# NY Lawmaker Seeks To Ban Anonymous Internet Posting



## SayWhat? (Jun 7, 2009)

> Introduced by New York State Sen. Thomas F. O'Mara (R-Big Flats), S6779 would require that any anonymous post online is subject to removal if the poster refuses to post - and verify - their legal name, their IP address, and their home address. From the (likely well intentioned) bill:
> 
> "A web site administrator upon request shall remove any comments posted on his or her web site by an anonymous poster unless such anonymous poster agrees to attach his or her name to the post and confirms that his or her IP address, legal name, and home address are accurate. All web site administrators shall have a contact number or e-mail address posted for such removal requests, clearly visible in any sections where comments are posted."


http://news.yahoo.com/blogs/technol...end-anonymous-internet-posting-162549128.html


----------



## Davenlr (Sep 16, 2006)

Thought the (R) guys were for smaller government?


----------



## Earl Bonovich (Nov 15, 2005)

And how do they plan to enforce that?

I would it would presume it would only apply to servers/sites that are hosted in the NY state limits?


----------



## DogLover (Mar 19, 2007)

Earl Bonovich said:


> And how do they plan to enforce that?
> 
> I would it would presume it would only apply to servers/sites that are hosted in the NY state limits?


Which means that all it will do is drive servers/sites out of NY state.


----------



## Shades228 (Mar 18, 2008)

Election times generate tons of proposals that everyone knows won't go anywhere but gives good ad bait for spin.

Oppose this bill and "X opposes a bill that allows bullying of anonymous people on the internet" "X opposes a bill limited at reducing child abuse online"

Support the bill and it's the opposite.

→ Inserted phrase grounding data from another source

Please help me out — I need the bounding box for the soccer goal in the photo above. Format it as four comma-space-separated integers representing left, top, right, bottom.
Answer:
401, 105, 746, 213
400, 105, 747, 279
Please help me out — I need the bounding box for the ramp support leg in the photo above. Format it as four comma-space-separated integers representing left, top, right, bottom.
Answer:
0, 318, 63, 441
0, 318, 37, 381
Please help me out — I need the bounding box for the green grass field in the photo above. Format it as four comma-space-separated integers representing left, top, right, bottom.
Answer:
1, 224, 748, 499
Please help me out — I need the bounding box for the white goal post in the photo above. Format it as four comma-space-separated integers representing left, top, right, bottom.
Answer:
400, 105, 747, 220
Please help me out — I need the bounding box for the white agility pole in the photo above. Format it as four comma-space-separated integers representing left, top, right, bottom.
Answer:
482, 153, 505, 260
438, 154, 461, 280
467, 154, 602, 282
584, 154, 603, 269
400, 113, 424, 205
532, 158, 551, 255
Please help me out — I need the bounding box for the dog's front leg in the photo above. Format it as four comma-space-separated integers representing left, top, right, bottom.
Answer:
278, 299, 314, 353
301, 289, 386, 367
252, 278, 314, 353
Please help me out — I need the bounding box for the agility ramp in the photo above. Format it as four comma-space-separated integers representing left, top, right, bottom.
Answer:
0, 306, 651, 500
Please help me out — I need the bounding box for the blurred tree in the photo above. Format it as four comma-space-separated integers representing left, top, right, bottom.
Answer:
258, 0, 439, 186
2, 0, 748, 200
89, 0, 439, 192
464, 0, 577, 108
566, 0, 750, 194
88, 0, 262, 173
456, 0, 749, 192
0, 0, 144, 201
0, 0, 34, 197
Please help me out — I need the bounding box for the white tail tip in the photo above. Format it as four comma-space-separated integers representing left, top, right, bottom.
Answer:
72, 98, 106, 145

Then the other side comes out with how they want to remove your free speech and big brother crap.


----------



## MysteryMan (May 17, 2010)

Davenlr said:


> Thought the (R) guys were for smaller government?


Maybe he's a closet (D) guy.


----------



## PrinceLH (Feb 18, 2003)

Must be the New York bar association, pushing this.


----------



## Laxguy (Dec 2, 2010)

See the (approx.) 6th ep. of* The Newsroom*


----------